From 9e85921006804bbd3aadd5b1ea49a5ae27c28fa1 Mon Sep 17 00:00:00 2001
From: Kamil Braun <kbraun@scylladb.com>
Date: Tue, 1 Jun 2021 17:46:29 +0200
Subject: [PATCH] storage_proxy: remove a feedback loop from the speculative
 retry latency metric

To handle a read request from a client, the coordinator node must send
data and digest requests to replicas, reconcile the obtained results
(by merging the obtained mutations and comparing digests), and possibly
send more requests to replicas if the digests turned out to be different
in order to perform read repair and preserve consistency of observed reads.

In contrast to writes, where coordinators send their mutation write requests
to all replicas in the replica set, for reads the coordinators send
their requests only to as many replicas as is required to achieve
the desired CL.

For example consider RF=3 and a CL=QUORUM read. Then the coordinator sends
its request to a subset of 2 nodes out of the 3 possible replicas. The
choice of the 2-node subset is random; the distribution used for the
random roll is affected by certain things such as the "cache hitrate"
metric. The details are not that relevant for this discussion.

If not all of the the initially chosen replicas
answer within a certain time period, the coordinator may send an
additional request to one more replica, hoping that this replica helps
achieving the desired CL so the entire client request succeeds. This
mechanism is called "speculative retry" and is enabled by default.

This time period - call it `T` - is chosen based on keyspace
configuration. The default value is "99.0PERCENTILE", which means that
`T` is roughly equal to the 99th percentile of the latency distribution
of previous requests (or at least the most recent requests; the
algorithm uses an exponential decay strategy to make old request less
relevant for the metric). The latencies used are the durations of whole
coordinator read requests: each such duration measurement starts before
the first replica request is sent and ends after the last replica
request is answered, among the replica requests whose results were used
for the reconciled result returned to the client (there may be more
requests sent later "in the background" - they don't affect the client
result and are not taken into account for the latency measurement).

This strategy, however, gives an undesired effect which appears
when a significant part of all requests require a speculative retry to
succeed.
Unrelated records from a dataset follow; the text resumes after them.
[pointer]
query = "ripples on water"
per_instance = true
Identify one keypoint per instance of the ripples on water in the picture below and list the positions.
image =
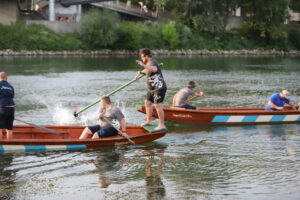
(192, 162)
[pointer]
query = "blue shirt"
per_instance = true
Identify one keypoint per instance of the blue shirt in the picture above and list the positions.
(277, 100)
(6, 94)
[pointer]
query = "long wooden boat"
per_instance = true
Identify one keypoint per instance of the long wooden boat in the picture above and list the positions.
(29, 138)
(226, 116)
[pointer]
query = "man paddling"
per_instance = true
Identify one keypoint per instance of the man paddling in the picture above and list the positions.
(7, 106)
(276, 101)
(156, 88)
(110, 119)
(180, 98)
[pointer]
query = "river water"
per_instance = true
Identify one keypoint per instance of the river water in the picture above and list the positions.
(190, 162)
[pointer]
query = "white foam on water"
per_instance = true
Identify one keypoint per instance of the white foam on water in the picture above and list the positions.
(62, 115)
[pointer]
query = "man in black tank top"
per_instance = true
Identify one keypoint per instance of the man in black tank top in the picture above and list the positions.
(156, 88)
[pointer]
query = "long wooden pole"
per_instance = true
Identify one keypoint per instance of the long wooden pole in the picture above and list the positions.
(40, 127)
(109, 94)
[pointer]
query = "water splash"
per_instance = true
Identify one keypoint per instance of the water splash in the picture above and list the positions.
(62, 115)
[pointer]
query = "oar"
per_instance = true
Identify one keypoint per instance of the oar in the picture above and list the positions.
(120, 132)
(193, 97)
(109, 94)
(40, 127)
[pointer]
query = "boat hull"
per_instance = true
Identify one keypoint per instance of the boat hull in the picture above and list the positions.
(28, 138)
(226, 116)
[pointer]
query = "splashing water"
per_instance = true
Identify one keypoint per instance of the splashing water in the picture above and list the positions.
(62, 115)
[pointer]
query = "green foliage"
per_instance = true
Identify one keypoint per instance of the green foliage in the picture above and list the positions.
(19, 36)
(185, 35)
(170, 35)
(294, 38)
(295, 5)
(130, 36)
(99, 29)
(266, 18)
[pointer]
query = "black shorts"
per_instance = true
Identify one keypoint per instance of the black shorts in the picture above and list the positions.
(157, 96)
(7, 116)
(103, 132)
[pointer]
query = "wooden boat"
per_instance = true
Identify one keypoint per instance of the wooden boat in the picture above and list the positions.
(226, 116)
(29, 138)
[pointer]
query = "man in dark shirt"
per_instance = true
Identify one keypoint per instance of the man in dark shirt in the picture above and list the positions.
(156, 88)
(7, 106)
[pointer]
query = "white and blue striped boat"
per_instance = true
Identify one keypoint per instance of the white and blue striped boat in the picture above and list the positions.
(30, 138)
(227, 116)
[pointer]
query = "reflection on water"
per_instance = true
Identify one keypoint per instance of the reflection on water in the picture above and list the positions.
(191, 162)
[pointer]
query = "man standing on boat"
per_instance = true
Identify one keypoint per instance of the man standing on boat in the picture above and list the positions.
(277, 101)
(180, 99)
(111, 119)
(157, 88)
(7, 106)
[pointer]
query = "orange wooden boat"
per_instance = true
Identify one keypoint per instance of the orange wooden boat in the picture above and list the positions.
(29, 138)
(226, 116)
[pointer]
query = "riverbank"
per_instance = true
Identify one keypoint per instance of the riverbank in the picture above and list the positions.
(158, 52)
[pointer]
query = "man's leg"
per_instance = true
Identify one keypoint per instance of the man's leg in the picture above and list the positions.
(149, 110)
(161, 116)
(85, 134)
(9, 134)
(1, 135)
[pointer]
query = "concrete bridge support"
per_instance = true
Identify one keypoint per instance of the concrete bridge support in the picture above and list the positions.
(8, 11)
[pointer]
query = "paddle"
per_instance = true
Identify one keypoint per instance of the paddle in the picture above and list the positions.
(120, 132)
(109, 94)
(193, 97)
(40, 127)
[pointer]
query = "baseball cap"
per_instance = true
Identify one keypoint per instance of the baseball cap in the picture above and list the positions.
(285, 92)
(191, 84)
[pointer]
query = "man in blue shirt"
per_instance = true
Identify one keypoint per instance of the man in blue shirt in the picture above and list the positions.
(277, 101)
(7, 106)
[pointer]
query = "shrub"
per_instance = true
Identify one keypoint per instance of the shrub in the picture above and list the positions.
(170, 35)
(19, 36)
(294, 38)
(130, 36)
(99, 29)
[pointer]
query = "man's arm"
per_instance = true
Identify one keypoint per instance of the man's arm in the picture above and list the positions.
(123, 125)
(274, 106)
(174, 100)
(149, 67)
(292, 105)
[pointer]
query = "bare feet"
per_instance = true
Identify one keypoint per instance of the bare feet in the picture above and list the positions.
(146, 123)
(158, 128)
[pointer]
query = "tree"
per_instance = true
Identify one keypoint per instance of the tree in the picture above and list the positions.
(295, 6)
(205, 15)
(266, 17)
(99, 28)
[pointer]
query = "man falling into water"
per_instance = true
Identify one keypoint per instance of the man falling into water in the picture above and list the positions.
(110, 119)
(7, 106)
(156, 88)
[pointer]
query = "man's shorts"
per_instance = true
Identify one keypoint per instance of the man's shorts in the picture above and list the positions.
(157, 96)
(7, 116)
(188, 106)
(103, 132)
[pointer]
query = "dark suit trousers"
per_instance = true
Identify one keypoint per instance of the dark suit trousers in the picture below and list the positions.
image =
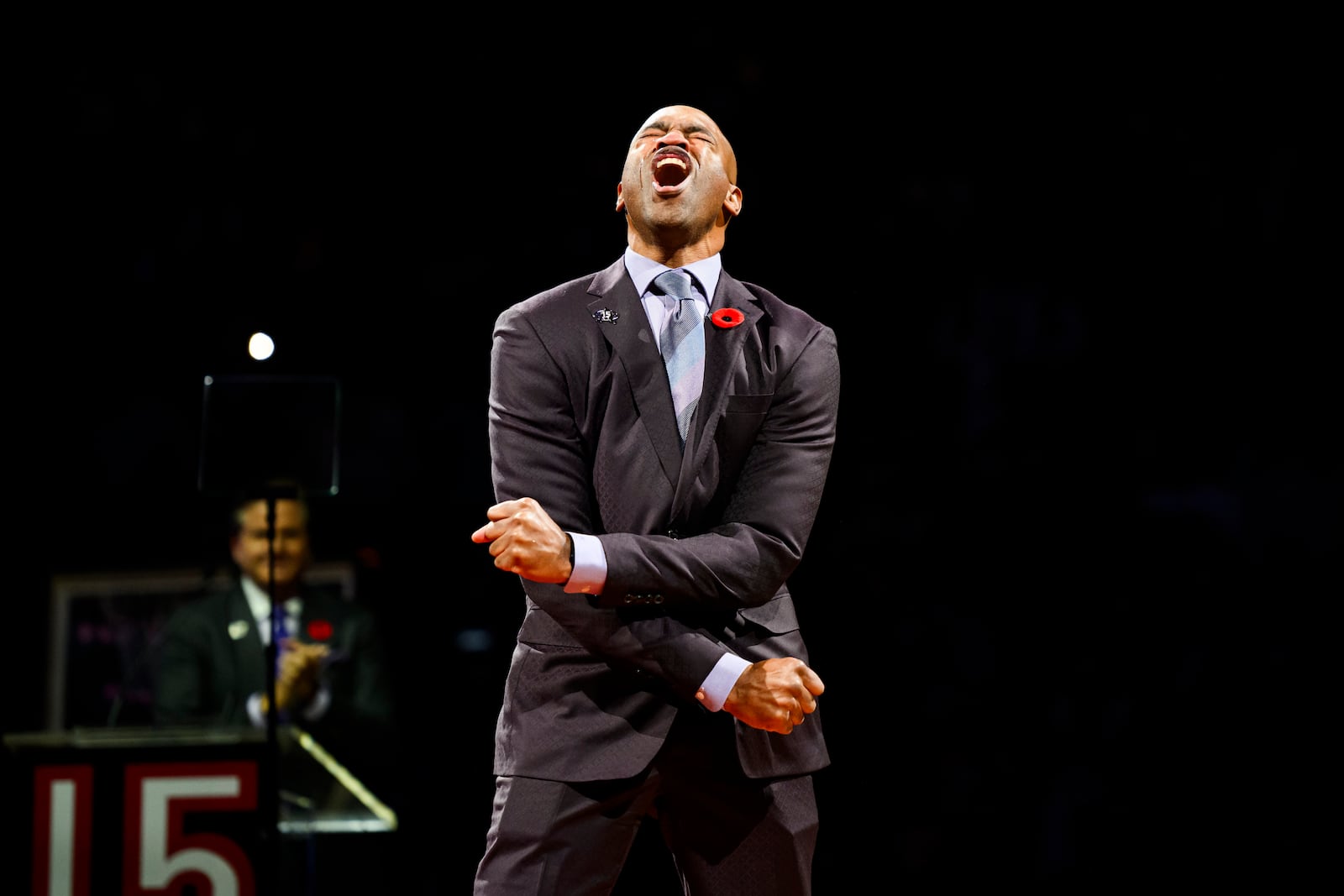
(727, 833)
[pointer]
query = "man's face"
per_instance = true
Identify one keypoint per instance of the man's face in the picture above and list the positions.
(252, 551)
(679, 174)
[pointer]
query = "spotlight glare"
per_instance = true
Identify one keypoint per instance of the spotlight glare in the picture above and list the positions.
(261, 347)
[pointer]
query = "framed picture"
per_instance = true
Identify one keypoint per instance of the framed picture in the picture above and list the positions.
(105, 634)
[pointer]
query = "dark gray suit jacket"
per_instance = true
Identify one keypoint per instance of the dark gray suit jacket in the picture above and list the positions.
(699, 546)
(213, 660)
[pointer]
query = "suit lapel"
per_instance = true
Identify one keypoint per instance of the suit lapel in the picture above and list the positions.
(249, 652)
(620, 317)
(723, 347)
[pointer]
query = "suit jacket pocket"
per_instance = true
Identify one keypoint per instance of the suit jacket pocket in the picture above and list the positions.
(776, 616)
(748, 403)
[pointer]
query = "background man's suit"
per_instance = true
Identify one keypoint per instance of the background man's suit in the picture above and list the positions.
(582, 421)
(213, 660)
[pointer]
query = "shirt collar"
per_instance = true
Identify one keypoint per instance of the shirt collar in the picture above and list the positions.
(643, 270)
(260, 602)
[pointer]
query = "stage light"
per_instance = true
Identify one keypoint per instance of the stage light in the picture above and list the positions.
(261, 347)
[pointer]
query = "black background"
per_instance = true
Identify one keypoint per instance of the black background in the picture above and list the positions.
(1084, 511)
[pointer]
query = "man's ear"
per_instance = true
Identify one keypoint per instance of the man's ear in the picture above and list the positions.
(732, 203)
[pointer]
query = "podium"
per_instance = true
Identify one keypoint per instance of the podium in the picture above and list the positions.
(186, 812)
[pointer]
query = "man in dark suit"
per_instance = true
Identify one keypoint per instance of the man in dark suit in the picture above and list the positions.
(659, 669)
(331, 679)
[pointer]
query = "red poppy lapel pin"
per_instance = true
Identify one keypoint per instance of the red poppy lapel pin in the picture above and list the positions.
(726, 317)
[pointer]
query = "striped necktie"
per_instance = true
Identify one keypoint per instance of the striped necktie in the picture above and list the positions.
(682, 344)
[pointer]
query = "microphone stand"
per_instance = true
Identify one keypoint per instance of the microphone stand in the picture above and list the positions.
(270, 793)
To explain this effect it's best to consider a scenario which
takes this to the extreme - where *all* requests require a speculative retry.
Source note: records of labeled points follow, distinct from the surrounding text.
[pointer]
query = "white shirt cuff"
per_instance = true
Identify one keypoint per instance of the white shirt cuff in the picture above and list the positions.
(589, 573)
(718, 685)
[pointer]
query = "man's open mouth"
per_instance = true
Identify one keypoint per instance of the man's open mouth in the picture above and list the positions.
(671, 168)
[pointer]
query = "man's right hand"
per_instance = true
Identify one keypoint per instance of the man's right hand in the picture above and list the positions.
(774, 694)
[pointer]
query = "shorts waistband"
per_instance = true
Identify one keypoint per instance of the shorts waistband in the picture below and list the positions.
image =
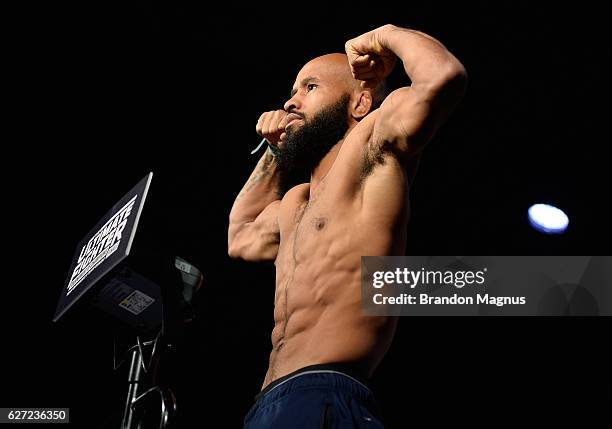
(345, 370)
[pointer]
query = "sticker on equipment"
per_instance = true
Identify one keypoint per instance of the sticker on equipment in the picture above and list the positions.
(136, 302)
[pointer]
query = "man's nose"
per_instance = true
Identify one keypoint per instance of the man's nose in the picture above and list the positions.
(291, 104)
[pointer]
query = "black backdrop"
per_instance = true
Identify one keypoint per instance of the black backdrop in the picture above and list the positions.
(106, 93)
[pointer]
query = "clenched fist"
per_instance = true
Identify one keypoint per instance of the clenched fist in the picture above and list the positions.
(370, 60)
(271, 126)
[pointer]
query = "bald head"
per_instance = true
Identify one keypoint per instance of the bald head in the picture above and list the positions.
(336, 66)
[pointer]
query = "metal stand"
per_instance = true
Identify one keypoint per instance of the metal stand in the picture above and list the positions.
(140, 378)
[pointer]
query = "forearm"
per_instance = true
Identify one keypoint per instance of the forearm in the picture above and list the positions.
(426, 61)
(261, 189)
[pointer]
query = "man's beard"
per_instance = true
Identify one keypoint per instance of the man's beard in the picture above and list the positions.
(304, 148)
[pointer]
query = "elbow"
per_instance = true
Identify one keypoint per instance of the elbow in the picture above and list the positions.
(453, 79)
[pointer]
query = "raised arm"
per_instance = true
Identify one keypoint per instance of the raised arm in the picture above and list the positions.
(253, 232)
(410, 116)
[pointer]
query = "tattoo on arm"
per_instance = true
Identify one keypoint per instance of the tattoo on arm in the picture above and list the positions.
(262, 172)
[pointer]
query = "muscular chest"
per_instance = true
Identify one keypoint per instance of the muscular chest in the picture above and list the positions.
(307, 224)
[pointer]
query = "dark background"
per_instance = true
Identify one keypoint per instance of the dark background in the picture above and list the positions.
(106, 93)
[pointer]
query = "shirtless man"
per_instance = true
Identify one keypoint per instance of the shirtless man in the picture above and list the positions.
(361, 159)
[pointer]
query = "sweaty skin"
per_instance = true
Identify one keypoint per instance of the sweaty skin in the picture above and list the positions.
(356, 203)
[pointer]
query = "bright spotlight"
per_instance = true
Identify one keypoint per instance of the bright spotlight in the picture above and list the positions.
(547, 219)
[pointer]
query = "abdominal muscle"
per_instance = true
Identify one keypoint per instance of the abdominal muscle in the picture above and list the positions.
(317, 313)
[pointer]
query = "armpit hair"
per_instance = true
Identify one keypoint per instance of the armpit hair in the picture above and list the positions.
(373, 155)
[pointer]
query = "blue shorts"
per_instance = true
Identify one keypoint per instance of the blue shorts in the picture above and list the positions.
(314, 397)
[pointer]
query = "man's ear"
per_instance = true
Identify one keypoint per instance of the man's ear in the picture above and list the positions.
(362, 104)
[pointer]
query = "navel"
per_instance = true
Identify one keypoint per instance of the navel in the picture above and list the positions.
(319, 223)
Consider RF=3 and CL=QUORUM so each read request initially uses 2
replicas. Let {A, B, C} be the set of replicas. We run a uniformly
distributed read workload.

Initially the cluster operates normally. Roughly 1/3 of all requests go
to replicas {A, B}, 1/3 go to {A, C}, and 1/3 go to {B, C}. The 99th
percentile of read request latencies is 50ms. Suppose that the average
round-trip latency between a coordinator and any replica is 10ms.

Suddenly replica C is hard-killed: non-graceful shutdown, e.g. power
outage. This means that other nodes are initially not aware that C is down,
they must wait for the failure detector to convict C as unavailable
which happens after a configurable amount of time. The current default
is 20s, meaning that by default coordinators will still attempt to send
requests to C for 20s after it is hard-killed.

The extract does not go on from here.